How does it work? The plastic tube is put into a vein near the groin at the top of the leg (the femoral vein). The plastic tube is then threaded through the vein into the right atrium of the heart. The plastic tube end outside the body is connected to the electrical system that allows the physician to view signals from the beating heart on a screen. By watching the screen, the doctor can place the plastic tube in exactly the correct spot to treat the abnormal heart beats. Once the plastic tube is in place, the doctor uses the Cryoablation System Console to initiate cooling at the tip of the tube. This cooling destroys a small part of the heart tissue and eliminates the abnormal heart beat.
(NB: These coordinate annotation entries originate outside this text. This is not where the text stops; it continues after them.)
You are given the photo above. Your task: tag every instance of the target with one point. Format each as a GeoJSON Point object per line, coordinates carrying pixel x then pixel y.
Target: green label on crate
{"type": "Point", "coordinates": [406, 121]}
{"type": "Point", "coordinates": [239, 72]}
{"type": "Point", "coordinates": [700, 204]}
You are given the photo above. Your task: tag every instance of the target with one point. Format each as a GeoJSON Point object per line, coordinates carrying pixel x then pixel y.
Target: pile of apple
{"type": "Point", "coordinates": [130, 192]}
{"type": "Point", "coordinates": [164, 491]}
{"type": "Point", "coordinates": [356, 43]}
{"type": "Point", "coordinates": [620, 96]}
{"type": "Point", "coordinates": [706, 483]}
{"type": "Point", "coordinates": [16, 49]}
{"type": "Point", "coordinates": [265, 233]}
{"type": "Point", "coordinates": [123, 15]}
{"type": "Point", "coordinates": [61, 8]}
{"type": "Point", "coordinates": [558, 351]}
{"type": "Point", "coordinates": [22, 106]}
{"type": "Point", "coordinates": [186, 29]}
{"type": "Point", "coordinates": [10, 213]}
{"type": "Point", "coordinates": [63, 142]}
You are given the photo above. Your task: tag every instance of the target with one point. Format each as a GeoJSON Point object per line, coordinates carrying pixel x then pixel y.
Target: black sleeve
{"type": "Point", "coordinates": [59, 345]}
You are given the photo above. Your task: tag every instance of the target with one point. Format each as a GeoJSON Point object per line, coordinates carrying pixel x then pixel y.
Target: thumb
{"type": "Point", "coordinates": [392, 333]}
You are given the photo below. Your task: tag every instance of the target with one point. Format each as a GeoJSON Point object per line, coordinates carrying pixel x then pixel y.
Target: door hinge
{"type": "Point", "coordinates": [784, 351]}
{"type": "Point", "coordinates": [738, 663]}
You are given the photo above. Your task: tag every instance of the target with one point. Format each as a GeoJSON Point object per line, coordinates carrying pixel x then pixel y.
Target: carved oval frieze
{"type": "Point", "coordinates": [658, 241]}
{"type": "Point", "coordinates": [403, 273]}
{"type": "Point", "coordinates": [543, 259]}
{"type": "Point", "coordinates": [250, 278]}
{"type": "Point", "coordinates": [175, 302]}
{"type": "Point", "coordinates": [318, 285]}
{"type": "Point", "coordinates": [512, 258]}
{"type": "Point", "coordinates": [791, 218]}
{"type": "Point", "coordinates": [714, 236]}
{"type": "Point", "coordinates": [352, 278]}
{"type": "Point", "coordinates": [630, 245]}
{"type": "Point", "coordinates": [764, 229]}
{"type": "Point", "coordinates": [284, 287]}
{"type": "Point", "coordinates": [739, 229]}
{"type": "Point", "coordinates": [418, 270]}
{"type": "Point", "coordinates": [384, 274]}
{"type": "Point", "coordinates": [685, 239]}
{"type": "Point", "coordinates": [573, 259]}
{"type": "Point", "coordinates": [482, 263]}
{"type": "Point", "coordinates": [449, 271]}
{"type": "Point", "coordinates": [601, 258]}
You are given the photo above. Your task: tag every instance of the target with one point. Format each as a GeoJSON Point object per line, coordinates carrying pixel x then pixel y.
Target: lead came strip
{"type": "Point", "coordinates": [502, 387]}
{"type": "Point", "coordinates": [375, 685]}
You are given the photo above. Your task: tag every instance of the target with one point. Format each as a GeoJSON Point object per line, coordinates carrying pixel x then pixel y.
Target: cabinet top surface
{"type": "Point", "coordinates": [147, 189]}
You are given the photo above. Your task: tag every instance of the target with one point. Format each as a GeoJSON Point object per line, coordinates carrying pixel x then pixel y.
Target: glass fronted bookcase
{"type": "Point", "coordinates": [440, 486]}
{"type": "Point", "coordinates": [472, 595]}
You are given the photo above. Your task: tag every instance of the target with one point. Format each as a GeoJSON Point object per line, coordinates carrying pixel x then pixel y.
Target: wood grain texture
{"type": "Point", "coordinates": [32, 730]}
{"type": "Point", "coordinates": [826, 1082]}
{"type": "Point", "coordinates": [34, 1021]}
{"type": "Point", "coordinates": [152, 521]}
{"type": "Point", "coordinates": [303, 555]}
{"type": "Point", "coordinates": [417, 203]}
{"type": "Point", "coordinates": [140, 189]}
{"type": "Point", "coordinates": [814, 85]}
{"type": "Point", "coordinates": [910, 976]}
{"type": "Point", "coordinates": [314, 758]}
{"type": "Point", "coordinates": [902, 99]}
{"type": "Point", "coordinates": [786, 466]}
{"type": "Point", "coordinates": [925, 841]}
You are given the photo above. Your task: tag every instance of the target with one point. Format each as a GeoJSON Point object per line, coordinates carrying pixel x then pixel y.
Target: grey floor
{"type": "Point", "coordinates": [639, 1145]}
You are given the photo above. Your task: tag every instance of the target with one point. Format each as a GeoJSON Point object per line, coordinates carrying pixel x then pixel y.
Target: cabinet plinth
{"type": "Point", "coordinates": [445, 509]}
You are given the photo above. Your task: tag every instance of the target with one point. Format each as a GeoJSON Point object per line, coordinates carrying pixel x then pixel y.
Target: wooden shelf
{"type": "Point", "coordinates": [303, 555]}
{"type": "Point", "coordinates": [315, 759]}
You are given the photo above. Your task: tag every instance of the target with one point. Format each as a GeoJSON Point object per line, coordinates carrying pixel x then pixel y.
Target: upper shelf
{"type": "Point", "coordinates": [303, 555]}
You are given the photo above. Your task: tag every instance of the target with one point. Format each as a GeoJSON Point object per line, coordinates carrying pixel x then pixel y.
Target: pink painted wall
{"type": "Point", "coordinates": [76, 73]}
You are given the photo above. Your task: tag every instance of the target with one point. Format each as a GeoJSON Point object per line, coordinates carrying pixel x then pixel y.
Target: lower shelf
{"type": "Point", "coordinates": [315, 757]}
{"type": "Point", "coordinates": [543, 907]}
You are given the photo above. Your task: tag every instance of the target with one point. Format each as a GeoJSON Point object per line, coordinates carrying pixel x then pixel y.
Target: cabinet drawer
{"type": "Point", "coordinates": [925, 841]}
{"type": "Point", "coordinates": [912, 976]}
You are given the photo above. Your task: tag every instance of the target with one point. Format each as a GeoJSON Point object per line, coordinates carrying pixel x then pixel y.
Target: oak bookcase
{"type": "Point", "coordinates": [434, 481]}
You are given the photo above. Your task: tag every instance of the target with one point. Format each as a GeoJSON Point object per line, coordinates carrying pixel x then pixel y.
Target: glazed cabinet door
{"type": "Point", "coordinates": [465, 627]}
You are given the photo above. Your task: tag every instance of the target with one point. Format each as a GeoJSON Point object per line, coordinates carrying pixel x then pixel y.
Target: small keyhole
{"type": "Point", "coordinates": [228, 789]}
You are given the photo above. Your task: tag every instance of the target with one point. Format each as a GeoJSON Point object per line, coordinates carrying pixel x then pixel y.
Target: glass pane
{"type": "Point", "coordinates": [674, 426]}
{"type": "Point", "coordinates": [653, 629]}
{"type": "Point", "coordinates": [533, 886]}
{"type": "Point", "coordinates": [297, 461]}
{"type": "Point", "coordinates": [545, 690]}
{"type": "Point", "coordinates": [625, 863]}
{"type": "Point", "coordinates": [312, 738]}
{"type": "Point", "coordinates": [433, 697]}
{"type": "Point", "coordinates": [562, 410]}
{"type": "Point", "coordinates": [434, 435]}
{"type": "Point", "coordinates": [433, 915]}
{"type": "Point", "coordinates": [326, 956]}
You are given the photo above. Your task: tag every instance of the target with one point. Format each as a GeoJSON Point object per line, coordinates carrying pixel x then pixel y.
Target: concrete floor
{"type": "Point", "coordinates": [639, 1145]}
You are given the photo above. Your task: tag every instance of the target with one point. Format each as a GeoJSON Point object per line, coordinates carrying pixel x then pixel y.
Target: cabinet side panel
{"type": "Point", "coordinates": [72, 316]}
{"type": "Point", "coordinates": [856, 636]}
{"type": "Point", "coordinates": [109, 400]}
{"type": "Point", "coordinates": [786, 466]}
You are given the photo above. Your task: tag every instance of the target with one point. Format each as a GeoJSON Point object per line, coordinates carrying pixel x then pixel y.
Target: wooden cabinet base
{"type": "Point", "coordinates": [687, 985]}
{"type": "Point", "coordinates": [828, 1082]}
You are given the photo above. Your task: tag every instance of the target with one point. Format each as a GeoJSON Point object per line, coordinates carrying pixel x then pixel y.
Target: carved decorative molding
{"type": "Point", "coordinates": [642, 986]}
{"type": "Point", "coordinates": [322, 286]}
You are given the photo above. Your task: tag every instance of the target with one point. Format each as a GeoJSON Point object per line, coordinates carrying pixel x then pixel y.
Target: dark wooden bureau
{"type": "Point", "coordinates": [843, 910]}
When is it used? This ablation catheter system is used in patients who have right atrial isthmus-dependent flutter -- a specific kind of fast heart beat (tachycardia) occurring in the right atrium of the heart.
What will it accomplish? The destruction of a small amount of heart tissue (ablation) will block the abnormal electrical pathways in the heart that cause right atrial isthmus-dependent flutter. The procedure has been shown to cure atrial flutter acutely in approximately 88% of patients. Of those cured acutely, approximately 82% remain cured after 6 months.
When should it not be used? The catheter should not be used in patients who have:
- an infection in the blood
- a blood clot inside the heart
- antibody reactions to cold (cryoglobulinemia)
- experienced surgical heart procedures (ventriculotomy or atriotomy) in the preceding 4 weeks.